The photo below is the completed unit, carry on reading to find out how it was made and see step by step photos.
First thing to do was to knock down the existing timber stud wall and make good.
Once this was done we took exact dimensions.
From these dimensions we came up with a design using Alisons sketches and layout, and then drew up a few of our own drawings.
We then used our own drawings to get a cutting list made and cut up all of the components.
After all the components were cut up and numbered we made a full size rod (drawing of the cupboard in full scale).
This was important as there are lots of angled cuts in this unit including the doors.
Once the Rod was drawn up in full scale, Alison and Gary popped over to the workshop to take a look at the design.
A few things were tweaked and construction got underway.
We started on the drawers first to get them out of the way before starting on the units.
Using the Rod, we took the angles from it and transferred them onto the unit components.
When all of the unit components were marked out they were cut using the table saw.
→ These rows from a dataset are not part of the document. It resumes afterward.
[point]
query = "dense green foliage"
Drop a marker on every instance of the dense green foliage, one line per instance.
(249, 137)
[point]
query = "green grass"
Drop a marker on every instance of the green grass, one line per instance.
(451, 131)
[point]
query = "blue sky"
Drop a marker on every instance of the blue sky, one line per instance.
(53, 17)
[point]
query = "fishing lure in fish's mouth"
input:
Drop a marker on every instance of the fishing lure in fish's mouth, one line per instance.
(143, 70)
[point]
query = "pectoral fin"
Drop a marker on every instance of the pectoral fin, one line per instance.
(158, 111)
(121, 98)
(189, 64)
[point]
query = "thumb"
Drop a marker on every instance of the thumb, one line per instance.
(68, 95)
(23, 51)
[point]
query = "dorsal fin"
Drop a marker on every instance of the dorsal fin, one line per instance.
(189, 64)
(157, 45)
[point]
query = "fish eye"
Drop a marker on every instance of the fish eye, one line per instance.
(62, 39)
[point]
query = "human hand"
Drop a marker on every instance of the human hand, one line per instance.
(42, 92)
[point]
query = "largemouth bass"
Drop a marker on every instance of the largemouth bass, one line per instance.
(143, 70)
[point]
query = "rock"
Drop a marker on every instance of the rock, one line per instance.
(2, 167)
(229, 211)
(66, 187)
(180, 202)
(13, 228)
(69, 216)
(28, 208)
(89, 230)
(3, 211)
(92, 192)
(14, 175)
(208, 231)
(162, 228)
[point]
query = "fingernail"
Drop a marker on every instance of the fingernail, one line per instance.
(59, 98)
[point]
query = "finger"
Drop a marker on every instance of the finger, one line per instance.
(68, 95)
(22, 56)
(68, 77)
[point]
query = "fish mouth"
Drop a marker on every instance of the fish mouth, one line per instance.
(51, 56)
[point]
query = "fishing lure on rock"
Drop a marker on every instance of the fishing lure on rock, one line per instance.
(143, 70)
We then marked out all the divisions and shelves and also where the drawer runners should be fixed.
Once all the units were marked out this way we machined them using a biscuiter (slotted dowels for strength) and sanded them up to a p240 finish.
Now with all the components marked out, machined, biscuited & sanded, it was time to put the finish on. We applied 3 coats of Morrells lacquer.
Time to construct!
This was the first section of 3.
The slot on the side of the drawer is so the drawer can pass the hinge.
This was the second section of 3
We do not have a construction photo of the third section.
Now that the units were complete, the doors and external panels had to be made.
We already had the doors and panels cut to size from earlier, so added the shaker style panelling to them.
We then laid them on the Rod in the correct positions and maked all the cut lines.
Lastly we cut the angles on the table saw and the were ready to drill out for hinges and paint.
The rear of the fixed panels and doors were also painted to avoid bowing. The unpainted strips on the rear of the fixed panels were so the adhesive had something solid to fix to.
Now for the fitting...
The units were placed on top of levelled bearers and then fixed down into them and into the upper angled wall section.
(Excuse the 2 low quality photos below)
Drawers were then added and doors were hung and aligned.
With the doors on, we placed 3mm shims inbetween the doors and above the doors & also put blocks under them to take the weight of the panels above whilst the adhesive was curing.
First panel on.
Second & third panel on.
Fourth panel on.
Last panel on.
Here it is...
Finally complete after 2 days fitting.
A very functional & attractive Understairs storage unit Made from Birch Ply.